Treasury Secretary nominee sails through hearing

jack lew confirmation hearing
Jack Lew faced tough questions during his first Senate confirmation hearing to be Treasury Secretary on Wednesday.

Treasury Secretary nominee Jack Lew seemingly breezed through tough questions posed by Republicans during his first confirmation hearing on Wednesday.

Washington insiders expect Lew, currently the White House chief of staff, to be easily confirmed.

Republicans on the Senate Finance Committee took turns targeting Lew's experience at Citigroup (C) during the financial crisis, questioning an offshore investment in the Cayman Islands and a bonus he received even as the bank was being bailed out by taxpayers.

But congressional aides, lobbyists and analysts say Lew was composed and answered questions thoroughly.

"There's nothing that came up in this hearing that could derail this." said Brian Gardner, a Washington analyst with investment firm Keefe, Bruyette & Woods. "Will he get every Republican? No. But at this point I expect Lew will be confirmed by a wider margin than Geithner was."

Former Treasury Secretary Tim Geithner was confirmed by a vote of 60-34, the minimum needed to prevent a filibuster.

Specifically, senators asked Lew about a fund organized in the Cayman Islands that he and other Citigroup employees invested in.

Lew said he didn't know at the time that the fund was based in the Cayman Islands.

"I was aware that it was an international fund ... I actually didn't know at the time what the address of the partnership was," Lew said.

Sen. Orrin Hatch, the Utah Republican, asked Lew about his $900,000 bonus from Citigroup in 2009. Critics, including Hatch, have said Lew was among the bankers who received bonuses even as Citigroup was getting a $45 billion taxpayer-funded bailout. Lew was chief operating officer at Citi Alternative Investments in 2008.

"Mr. Lew, you wrote in 2010 that your contribution was in line with what other managers at the firm got. That sounds a little to me like: Gee dad, everyone was doing it," Hatch said.
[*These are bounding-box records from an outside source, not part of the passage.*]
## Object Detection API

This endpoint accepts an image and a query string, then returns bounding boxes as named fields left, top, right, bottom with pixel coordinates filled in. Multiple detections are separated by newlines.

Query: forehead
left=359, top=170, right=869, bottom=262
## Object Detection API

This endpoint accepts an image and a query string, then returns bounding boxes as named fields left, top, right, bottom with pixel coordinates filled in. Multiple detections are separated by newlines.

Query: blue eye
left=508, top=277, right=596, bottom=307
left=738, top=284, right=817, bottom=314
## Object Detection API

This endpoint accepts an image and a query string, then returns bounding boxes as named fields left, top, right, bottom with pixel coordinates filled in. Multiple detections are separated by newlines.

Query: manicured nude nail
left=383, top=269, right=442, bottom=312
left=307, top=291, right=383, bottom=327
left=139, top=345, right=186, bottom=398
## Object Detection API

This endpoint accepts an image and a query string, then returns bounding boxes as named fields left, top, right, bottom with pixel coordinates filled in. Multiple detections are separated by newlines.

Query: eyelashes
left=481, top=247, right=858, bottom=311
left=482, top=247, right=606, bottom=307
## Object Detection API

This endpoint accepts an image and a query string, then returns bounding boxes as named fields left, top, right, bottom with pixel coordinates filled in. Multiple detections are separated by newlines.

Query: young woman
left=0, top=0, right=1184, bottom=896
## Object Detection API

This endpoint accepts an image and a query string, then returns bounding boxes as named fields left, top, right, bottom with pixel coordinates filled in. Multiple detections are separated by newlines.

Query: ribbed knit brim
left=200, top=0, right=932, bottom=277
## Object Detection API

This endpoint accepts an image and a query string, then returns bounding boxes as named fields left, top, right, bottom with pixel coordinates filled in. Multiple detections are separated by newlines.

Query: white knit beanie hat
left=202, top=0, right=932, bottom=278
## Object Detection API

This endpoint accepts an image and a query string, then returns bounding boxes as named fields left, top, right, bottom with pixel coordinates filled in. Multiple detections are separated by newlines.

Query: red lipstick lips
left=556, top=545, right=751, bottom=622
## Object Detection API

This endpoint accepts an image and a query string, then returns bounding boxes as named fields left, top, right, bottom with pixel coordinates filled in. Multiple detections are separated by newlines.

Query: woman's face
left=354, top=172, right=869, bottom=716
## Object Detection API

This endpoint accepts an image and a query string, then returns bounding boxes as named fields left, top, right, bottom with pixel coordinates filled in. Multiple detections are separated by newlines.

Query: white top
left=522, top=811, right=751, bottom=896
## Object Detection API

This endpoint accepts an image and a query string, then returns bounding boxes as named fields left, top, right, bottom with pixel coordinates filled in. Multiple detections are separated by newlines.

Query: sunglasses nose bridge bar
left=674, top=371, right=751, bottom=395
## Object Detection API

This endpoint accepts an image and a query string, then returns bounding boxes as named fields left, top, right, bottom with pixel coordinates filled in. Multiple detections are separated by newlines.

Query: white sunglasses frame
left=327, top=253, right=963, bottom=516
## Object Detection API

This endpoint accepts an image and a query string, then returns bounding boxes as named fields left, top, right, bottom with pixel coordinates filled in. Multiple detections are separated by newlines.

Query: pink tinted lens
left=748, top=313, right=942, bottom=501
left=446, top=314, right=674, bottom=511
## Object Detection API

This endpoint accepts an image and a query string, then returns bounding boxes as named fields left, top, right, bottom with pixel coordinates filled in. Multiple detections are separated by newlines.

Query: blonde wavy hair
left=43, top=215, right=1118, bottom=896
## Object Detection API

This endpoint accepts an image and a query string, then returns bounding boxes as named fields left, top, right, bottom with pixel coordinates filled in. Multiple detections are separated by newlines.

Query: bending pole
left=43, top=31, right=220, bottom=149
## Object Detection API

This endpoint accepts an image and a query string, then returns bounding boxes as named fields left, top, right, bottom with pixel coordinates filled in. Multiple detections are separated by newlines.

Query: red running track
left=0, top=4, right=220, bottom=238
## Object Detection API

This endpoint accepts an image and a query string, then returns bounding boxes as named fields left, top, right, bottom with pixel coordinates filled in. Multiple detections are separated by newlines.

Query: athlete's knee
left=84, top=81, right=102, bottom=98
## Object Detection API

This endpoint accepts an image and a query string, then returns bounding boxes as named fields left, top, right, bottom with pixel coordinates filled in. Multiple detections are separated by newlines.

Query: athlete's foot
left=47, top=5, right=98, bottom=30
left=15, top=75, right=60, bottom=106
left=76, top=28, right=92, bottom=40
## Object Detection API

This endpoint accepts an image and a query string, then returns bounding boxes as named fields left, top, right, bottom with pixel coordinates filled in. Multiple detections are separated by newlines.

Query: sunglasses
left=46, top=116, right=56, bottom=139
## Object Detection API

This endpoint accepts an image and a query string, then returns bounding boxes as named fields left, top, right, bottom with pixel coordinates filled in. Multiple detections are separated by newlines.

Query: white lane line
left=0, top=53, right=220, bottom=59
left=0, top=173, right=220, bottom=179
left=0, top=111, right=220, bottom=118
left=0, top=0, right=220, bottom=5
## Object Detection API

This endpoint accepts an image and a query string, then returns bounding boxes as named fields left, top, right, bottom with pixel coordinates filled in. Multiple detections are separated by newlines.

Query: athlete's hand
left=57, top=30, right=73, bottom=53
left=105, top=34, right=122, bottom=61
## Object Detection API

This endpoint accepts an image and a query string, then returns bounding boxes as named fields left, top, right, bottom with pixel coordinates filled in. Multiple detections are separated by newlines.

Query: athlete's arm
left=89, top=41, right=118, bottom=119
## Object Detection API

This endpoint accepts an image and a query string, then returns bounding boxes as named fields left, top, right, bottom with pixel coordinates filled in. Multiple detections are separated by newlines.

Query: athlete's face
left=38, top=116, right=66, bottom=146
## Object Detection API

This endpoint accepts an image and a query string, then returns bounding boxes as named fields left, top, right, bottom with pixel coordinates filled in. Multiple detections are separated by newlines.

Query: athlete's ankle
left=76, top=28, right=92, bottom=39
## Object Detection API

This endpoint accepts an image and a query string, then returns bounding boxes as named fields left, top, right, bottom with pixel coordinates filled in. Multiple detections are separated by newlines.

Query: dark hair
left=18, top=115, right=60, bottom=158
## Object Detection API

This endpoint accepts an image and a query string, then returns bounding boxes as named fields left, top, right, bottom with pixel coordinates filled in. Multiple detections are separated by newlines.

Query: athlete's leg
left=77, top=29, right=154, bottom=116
Lew responded that his bonus was "fully transparent," and "comparable" with those in his line of work. Lew's bonus came on top of a salary of around $350,000.

Republican Sen. Charles Grassley of Iowa asked Lew about his tenure as a top financial officer at New York University between 2002 and 2006, because the private college also invested in funds organized in the Cayman Islands. Lew said he was unaware of those investments at the time.

"It's certainly a poor reflection of your tenure there if you didn't know about these investments. . . I'm surprised you didn't know what was going on," Grassley said.

Lew had already declared his Cayman Islands investment in previous hearings. When he was confirmed as a Deputy Secretary of State in 2009, Lew said that he had invested $56,000 in the fund. In 2010, during his confirmation to be head of the Office of Management and Budget, Lew divested from the money-losing fund and recovered $54,400, he said on Wednesday.

The Obama administration has defended Lew's actions. And Lew assured senators during the hearing that he had paid taxes on all his income, noting he "lost money" from the Cayman Islands investment, so he didn't owe any taxes on that.

Lew, who was nominated last month to succeed Tim Geithner, stressed several times that his experience working on "almost every major bipartisan budget agreement over the last 30 years," should be a key reason why the Senate should confirm him to the position.

"I can honestly say that the things that divide Washington right now are not as insurmountable as they might look," Lew said.

Sen. Johnny Isakson, a Georgia Republican, asked about the impending massive budget cuts and whether Lew regretted his role in crafting the original idea of the so-called sequestration. If Congress doesn't act, some $85 billion will be slashed from budgets come March 1, resulting in large scale furloughs and job cuts.

Lew said the alternative at the time -- risking the credit-worthiness of the United States -- was much more unimaginable than sequestration.

"The only alternative that anyone could think of, that could be agreed to, was sequestration, precisely because it's so objectionable," Lew said. "It would be better for the country if we have an agreement on a framework to solve our fiscal problems and not go into sequestration."